The Navy conducted an investigation into the incident and concluded the primary cause of the attack was the Saudi shooter's self- radicalization. However, the report also goes on to note numerous deficiencies in many areas, some of which contributed to the attack and others which could have deterred the attack or mitigated the consequences. In other words, things could have been different that day. Things should have been different that day.

We lost two other young men, Airman Mo Haitham from Florida and Airman Apprentice Cameron Walters of Georgia, and 11 more individuals were wounded. That has happened far too many times. Too many Americans have lost their lives to shooters on U.S. bases on U.S. soil.

The Pensacola attack was the second shooting at a military base in 3 days. On December 3, 2019, a shooting at the Pearl Harbor Naval Shipyard in Hawaii left two people dead and a third wounded. There have been several other shootings at U.S. military installations, including a mass shooting in 2009 at Fort Hood in Killeen, TX. That shooting claimed 13 lives and left another 30 injured.

Five years later, another shooting happened at Fort Hood when a gunman went on a shooting spree, killing 3 people and injuring 14 before killing himself. In 2013, 12 workers at the Washington Navy Yard right here in our Nation's Capital were killed by a military contractor, who was later killed by security officials. In 2015, two military installations in Chattanooga, TN, were attacked by a gunman who killed four people before he was shot by police.

There have been investigative reports about all of those shootings, and there have been recommendations in each one of the reports. Everybody shook their head and said: We have got to do better. We can't continue to allow this to happen.

What we see from the Pensacola report we received just recently is that many of those recommendations were never followed, especially with regard to planning, training, and assessment of response plans for situations just like the one that occurred in Pensacola, FL. That is simply inexcusable.

We have young men and women every year, every day, every week, every month that volunteer to put their lives on the line for this country, never dreaming that their life may be put on the line within the security of the confines of a U.S. military base on U.S. soil--not overseas, not as part of some overseas terrorist attack, but right here where they should be most secure.

Ben Watson and his wife Sheila have made it their mission to do everything they can to prevent losing more of our sons and daughters in this way. I think this body ought to do the same.

Every year, we have nominations. We make nominations, and we get the appointments back, sending those young men and women to the academies who will then go to those bases. We have a responsibility for that, as well as our overall responsibility to the men and women in uniform.

This year, I asked for--and the conference committee included in the final version of the NDAA--language requiring the Secretary of Defense to implement, within 90 days, all applicable security and emergency response recommendations to protect our military installations and language requiring the Secretary of Defense to ensure that each installation conducts or develops a plan to conduct live emergency response training with first responders.

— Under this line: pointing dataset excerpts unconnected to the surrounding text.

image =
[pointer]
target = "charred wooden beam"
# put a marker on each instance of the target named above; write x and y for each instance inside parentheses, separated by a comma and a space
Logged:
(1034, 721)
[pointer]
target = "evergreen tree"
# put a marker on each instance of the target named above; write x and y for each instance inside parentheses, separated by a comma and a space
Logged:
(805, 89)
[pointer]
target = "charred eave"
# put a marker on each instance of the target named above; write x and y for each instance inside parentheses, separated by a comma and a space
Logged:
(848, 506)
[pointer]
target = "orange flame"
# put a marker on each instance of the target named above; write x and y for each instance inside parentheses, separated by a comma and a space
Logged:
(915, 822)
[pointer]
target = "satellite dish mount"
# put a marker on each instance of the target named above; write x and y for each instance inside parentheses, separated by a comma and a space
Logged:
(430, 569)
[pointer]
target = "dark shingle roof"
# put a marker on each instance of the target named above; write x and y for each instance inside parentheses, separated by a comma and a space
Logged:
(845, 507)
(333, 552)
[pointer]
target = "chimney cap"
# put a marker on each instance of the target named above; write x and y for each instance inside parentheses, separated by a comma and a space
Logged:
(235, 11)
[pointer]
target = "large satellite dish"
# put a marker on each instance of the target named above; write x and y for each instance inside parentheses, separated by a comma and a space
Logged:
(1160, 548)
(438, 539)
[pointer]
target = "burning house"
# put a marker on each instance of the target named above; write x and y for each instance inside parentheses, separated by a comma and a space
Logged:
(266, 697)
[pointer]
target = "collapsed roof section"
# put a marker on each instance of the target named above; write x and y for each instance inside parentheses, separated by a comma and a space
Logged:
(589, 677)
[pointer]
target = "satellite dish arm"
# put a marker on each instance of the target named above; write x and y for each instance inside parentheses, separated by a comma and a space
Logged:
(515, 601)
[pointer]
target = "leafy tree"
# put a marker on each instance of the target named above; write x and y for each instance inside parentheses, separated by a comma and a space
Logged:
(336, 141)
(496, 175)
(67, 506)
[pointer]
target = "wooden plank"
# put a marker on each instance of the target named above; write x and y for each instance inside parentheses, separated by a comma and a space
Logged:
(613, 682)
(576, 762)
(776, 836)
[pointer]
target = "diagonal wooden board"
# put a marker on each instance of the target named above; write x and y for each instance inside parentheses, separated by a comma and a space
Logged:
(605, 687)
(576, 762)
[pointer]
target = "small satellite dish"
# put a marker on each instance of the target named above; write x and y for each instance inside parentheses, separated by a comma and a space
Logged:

At a couple of hearings, including one just last week, I asked Navy leadership at an Armed Services Readiness Subcommittee hearing for their commitment. It is not the first time I had brought it up, but I knew it was going to be the last hearing, and I knew that this NDAA was hopefully going to include this language, but sometimes, the language is just not enough. I asked for their commitment to ensure that these long overdue steps are taken and accomplished. They, of course, gave me those assurances and that commitment.

There are thousands of important provisions in the NDAA that hopefully will come to the floor very soon, but none--none--of those provisions are more important than those that ensure we do everything we can to keep our servicemembers and their families, who live and work on our bases, safe from attacks like these.

As the Navy itself said in the Pensacola report, talking about security manning--and I quote from the report, The ``[Department of the Navy] must abandon minimum manning thresholds designed to protect physical assets and to meet ineffective response times. Instead, installations must be manned to rapidly respond with a preponderance of force at any time to preserve our most precious asset, our personnel. Increased security force manning enables presence, deterrence, assurance, and enhanced response''--our most precious asset, our personnel.

Well, as a father of three and grandfather of two, I understand how precious our children are to our families.

As a member of the Armed Services Committee for the past 2 years, I have seen firsthand how precious our men and women in uniform are to this country, and I have seen this body rise to the occasion to understand our fiduciary responsibilities that we have to those men and women who protect and defend us every day.

I had the privilege of visiting with some of the folks in Afghanistan and Iraq and working with many more here in the United States. Wherever they are serving, we owe them our best because we owe them our freedom.

I want to thank the Watson family--Ben, Sheila, their son Adam--for their patriotism in supporting Kaleb in his dream to become a Navy pilot, and I want to extend again my sincerest condolences for his untimely death.

With the Watsons, however, I want to encourage this body to hold the Navy to the commitments that they made to me last week and to insist that the entire Department of Defense follow its recommendations for protecting our military installations from within--protect them from future attacks from within.

Although I will be leaving this body in a few weeks, I urge all of my colleagues to take up the baton to do our congressional oversight duty like our lives depend on it because there are lives which depend on it, and if their lives depend on it, our lives depend upon on it.

Everyone should take up that mantle. Everyone should do all that they can to preserve and protect the American service men and women who protect us. They are our most precious asset, our personnel.

For their sakes and for their families, let's do this thing. Let's get this NDAA passed and then hold them to it in this next Congress.